Intentional Partners
Helping Design Thrive As Startups Scale
What if your 2026 product roadmap was also your AI adoption strategy?
As companies wind down for the holidays, annual planning looms on the horizon. And somewhere on many leaders’ new years lists is “accelerate AI adoption.”
But for many folks I speak with, this gets treated exclusively as a company-wide initiative, floating above the actual roadmap rather than embedded into it. A mandate without a map.
One of my big takeaways from this year: the friction AI adoption faces is massively influenced by both organisational size (change management is real) AND where in the product you’re trying to adopt it. But planning provides a great forcing function to not only decide which outcomes you’re investing in, but also where you’re experimenting with new ways of working.
So, as you approach the planning process, here’s a simple lens to layer onto your roadmap investments. Think of your product portfolio like terrain, and drop each product area into the following buckets:
🛣️ Paved roads.
These are established product areas with clear patterns and infrastructure. The team knows the route. AI use is optional; forcing it might create friction without much payoff if there’s low AI adoption across the org so far.

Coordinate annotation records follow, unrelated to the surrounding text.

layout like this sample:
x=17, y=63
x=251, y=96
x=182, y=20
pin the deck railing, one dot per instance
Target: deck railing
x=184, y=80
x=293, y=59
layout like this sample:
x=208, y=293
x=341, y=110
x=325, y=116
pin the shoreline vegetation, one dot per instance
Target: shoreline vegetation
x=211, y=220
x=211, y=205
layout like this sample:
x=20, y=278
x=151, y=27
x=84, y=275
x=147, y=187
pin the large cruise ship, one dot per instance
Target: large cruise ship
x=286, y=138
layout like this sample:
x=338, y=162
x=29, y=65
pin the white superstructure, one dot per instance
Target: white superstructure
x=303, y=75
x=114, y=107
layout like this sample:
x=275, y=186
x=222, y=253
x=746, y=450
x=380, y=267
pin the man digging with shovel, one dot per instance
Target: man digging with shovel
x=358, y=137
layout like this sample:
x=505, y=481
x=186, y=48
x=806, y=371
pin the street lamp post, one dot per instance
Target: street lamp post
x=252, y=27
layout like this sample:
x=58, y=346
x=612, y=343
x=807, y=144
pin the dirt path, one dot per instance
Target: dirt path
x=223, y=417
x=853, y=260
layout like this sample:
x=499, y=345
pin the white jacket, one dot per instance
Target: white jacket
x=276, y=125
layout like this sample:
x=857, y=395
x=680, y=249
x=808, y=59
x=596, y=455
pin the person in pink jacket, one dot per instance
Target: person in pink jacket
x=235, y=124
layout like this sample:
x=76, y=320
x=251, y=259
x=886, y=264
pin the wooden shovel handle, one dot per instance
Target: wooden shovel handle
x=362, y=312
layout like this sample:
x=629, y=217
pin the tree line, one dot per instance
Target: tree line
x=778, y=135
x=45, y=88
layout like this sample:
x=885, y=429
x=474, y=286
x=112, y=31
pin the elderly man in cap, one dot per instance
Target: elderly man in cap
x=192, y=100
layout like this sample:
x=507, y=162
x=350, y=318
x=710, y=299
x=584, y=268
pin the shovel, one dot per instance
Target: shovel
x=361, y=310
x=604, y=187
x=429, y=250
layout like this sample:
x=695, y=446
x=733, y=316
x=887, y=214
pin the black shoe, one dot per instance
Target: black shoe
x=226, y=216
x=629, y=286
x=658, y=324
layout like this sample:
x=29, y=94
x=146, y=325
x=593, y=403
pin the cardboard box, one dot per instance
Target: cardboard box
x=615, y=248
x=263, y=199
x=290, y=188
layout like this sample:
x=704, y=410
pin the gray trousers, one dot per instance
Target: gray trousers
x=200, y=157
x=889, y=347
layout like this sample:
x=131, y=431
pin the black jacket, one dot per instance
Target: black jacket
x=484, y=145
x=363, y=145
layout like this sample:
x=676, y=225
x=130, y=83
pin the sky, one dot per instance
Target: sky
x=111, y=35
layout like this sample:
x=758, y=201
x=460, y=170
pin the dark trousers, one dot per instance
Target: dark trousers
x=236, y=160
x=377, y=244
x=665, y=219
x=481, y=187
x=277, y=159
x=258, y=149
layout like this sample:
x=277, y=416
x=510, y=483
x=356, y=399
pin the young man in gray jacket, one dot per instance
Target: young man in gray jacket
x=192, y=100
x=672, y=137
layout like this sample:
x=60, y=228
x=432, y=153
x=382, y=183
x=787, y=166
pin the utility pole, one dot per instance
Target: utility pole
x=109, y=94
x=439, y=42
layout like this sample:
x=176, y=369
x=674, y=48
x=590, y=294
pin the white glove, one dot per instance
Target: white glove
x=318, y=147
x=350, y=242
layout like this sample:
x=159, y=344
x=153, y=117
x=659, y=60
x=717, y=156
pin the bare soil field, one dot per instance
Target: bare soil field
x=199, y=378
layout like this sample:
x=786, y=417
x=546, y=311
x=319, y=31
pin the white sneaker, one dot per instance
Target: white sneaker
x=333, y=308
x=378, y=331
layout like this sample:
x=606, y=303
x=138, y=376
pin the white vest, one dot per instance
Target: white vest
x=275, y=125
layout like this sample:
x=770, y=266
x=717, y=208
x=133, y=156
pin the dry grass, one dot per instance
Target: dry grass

🦺 Roads under construction.
You're extending or improving what exists. There's a foundation, but room to experiment. AI should demonstrate gains, expect improvements in speed or quality.
🌌 Uncharted trails.
New surfaces, fewer constraints or legacy to integrate with. AI should set the bar. Staff these with your AI enthusiasts and let them blaze paths the rest of the org can learn from or be inspired by.
Not every product area is equally suited to the same types of AI adoption gains, especially when there’s huge momentum in existing product infrastructure or ways of working. The same is true of people of course.
But adding this lens to your planning criteria can help staff teams based on AI-mindset, creating the conditions for enthusiasts to showcase what's possible, build proof points you can scale from later, and create a safe space for folks who aren’t yet convinced of AI’s value or need stable footing for a little longer.